Elise Ritter is an award-winning watercolor, acrylic and collage artist. She is a juried member of the Potomac Valley Watercolorists and the Arlington Artists Alliance. Her artwork is in several galleries in the Washington DC area, and in Kerikeri, New Zealand. Paintings by Elise have been published in books and magazines in England, Portugal, Belgium, Canada, and the US. Her work has been accepted into the statewide Virginia Watercolor Society shows, and she was also accepted into an annual ‘Best Virginia Artists’ exhibition.
Elise’s exploration as a painter began in 2003, following a 20-year career in publishing, primarily at Time-Life Books, and a 10-year second career in clinical social work. Since becoming a painter, she has received more than 15 awards– as well as having three solo shows and five duo or group exhibitions.
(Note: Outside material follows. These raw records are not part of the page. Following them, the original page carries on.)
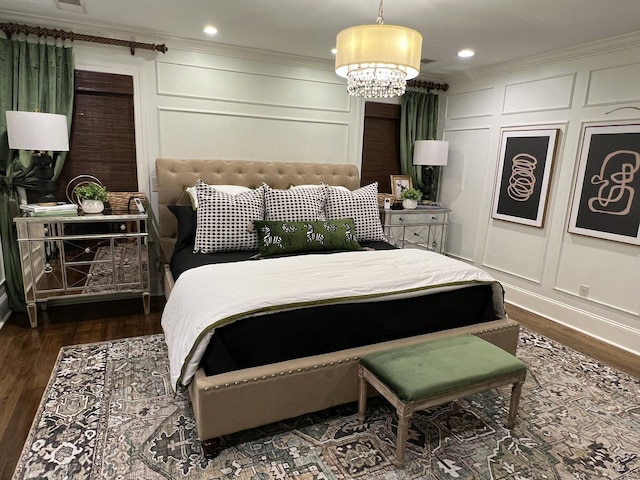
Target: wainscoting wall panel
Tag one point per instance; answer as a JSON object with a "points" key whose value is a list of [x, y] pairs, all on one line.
{"points": [[511, 247], [230, 103], [539, 95], [478, 103], [610, 282], [608, 86], [461, 188], [209, 134], [210, 83]]}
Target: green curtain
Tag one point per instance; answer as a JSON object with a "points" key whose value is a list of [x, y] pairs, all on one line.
{"points": [[34, 76], [418, 121]]}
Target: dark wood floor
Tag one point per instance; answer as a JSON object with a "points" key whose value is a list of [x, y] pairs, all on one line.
{"points": [[27, 355]]}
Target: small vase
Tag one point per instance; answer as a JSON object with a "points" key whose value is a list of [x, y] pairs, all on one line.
{"points": [[409, 203], [92, 206]]}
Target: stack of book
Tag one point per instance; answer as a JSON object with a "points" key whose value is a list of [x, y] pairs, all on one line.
{"points": [[36, 210]]}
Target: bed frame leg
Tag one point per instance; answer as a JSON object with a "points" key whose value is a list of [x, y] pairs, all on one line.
{"points": [[211, 448]]}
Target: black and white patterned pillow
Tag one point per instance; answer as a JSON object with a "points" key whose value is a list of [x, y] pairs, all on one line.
{"points": [[294, 205], [225, 222], [361, 205]]}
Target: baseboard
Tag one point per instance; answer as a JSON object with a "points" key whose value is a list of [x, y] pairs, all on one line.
{"points": [[595, 326]]}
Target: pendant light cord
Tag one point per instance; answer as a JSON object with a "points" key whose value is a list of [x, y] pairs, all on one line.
{"points": [[380, 20]]}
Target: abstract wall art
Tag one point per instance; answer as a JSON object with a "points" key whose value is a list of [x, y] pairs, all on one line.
{"points": [[606, 197], [524, 171]]}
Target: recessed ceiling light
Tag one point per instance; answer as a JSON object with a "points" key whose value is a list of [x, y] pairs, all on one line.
{"points": [[210, 30], [466, 53]]}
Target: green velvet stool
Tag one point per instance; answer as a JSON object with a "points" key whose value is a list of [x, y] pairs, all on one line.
{"points": [[426, 374]]}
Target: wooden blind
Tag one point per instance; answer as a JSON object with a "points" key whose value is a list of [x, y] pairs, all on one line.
{"points": [[381, 144], [102, 140]]}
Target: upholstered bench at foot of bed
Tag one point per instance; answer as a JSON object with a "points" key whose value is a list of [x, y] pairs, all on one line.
{"points": [[423, 375]]}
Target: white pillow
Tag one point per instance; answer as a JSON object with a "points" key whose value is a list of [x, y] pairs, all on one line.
{"points": [[225, 221], [230, 189], [361, 205], [294, 205], [319, 185]]}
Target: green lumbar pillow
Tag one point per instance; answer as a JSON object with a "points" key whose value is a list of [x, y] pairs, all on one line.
{"points": [[279, 236]]}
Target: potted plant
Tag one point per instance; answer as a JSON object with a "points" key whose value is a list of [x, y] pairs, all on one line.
{"points": [[410, 198], [91, 196]]}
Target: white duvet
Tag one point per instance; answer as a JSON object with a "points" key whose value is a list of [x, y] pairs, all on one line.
{"points": [[210, 296]]}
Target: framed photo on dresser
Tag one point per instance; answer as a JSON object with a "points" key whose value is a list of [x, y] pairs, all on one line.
{"points": [[399, 183]]}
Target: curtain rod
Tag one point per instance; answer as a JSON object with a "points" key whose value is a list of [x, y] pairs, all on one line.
{"points": [[428, 85], [14, 28]]}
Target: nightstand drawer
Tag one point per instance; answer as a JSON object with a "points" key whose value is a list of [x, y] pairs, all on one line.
{"points": [[419, 228]]}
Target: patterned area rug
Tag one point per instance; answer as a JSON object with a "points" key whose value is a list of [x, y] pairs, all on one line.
{"points": [[109, 413]]}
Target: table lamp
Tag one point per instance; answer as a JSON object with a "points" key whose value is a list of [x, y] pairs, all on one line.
{"points": [[42, 133], [430, 154]]}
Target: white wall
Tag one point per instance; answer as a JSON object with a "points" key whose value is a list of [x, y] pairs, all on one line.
{"points": [[542, 269], [209, 101]]}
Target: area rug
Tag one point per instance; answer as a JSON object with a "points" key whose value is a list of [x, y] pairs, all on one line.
{"points": [[109, 413]]}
Her artwork is in private collections in Germany, England, China, New Zealand, Canada, Puerto Rico, and throughout the US.
From Curator Margaret Hancock, of the Virginia Museum of Fine Arts: ‘Elise Ritter captures landscapes with fluidity, paying special attention to light, atmosphere, and reflection…Just as it did for Claude Monet, the artist’s experience with paint and light form a starting point for more abstract works.’
Jane McElvany Coonce has been in the art field for over 30 years. She works primarily in oil, pastel, and terra cotta. Her favorite subjects are children, seascapes, and bridge scenes. She is particularly skillful at capturing the luminescent quality of sunlight reflecting on water and on the interplay of water and sky.
Her works are held by private and corporate collectors. Her corporate collectors include the National Institute of Health in Bethesda, Maryland and the International Country Club, Fairfax, Virginia and the Rickover Academy in Chicago. She has won numerous awards for both her paintings and her sculptures.
She has been an art instructor for Arlington County Adult Education since 1980.
Born in Washington, DC, Jane McElvany Coonce lives in Northern Virginia with her husband and three sons.
Kerry Britton is a textile artist striving to share insights about light, shape, color and texture through wall hangings that capture her experiences in natural settings. An avid photographer, she often uses multiple photographs to create unique compositions that capture essence of place, interesting botanical structures, and the play of light on surfaces. She uses commercial and hand-dyed fabrics as well as original paintings on cotton which she embellishes with stitchwork and mixed media.
Gerda Lane began pursuing her interest in art in 2014 after raising a family and retiring from a career in the US Department of State. She paints in oil, watercolor, and pastel. She has a degree in fine arts and continues to take classes and workshops in northern Virginia to further develop her skills. Gerda primarily paints landscapes, still life scenes and also enjoys creating whimsical nursery scenes. Her style can be described as impressionistic, choosing colors from a soft French inspired palette. She is a member of the Arlington Artists Alliance, Program Chair of the McLean Art Society, and the Falls Church Art Society, and enjoys belonging to these communities of fellow artists. Gerda works in her studio at the AAA Clarendon Gallery in Arlington.
I typically work with acrylic paints because they suite the needs of my style – something that dries fast, can be applied in layers, and is economical when I get ambitions to work large (which I often do).
The painting process I stumbled into over the years involves a masking of each layer of paint after application. Working light to dark, I apply a single coat of paint with a roller and then block off portions of the canvas with an adhesive (typically tape or glue) where I don’t want the next layer of paint to appear. This process is repeated until the canvass is essentially entirely covered in adhesive hiding a painting underneath. Then I take a deep breath, remove the adhesive, and hope the painting that’s revealed underneath looks like what I imagined in my head.
I won’t lie, sometimes the painting matches what I had planned, and sometimes it does not. However, I’m rarely displeased with end result. I think that’s what I enjoy most about the process – the hours and hours of labor always end with a bit of a surprise at the end.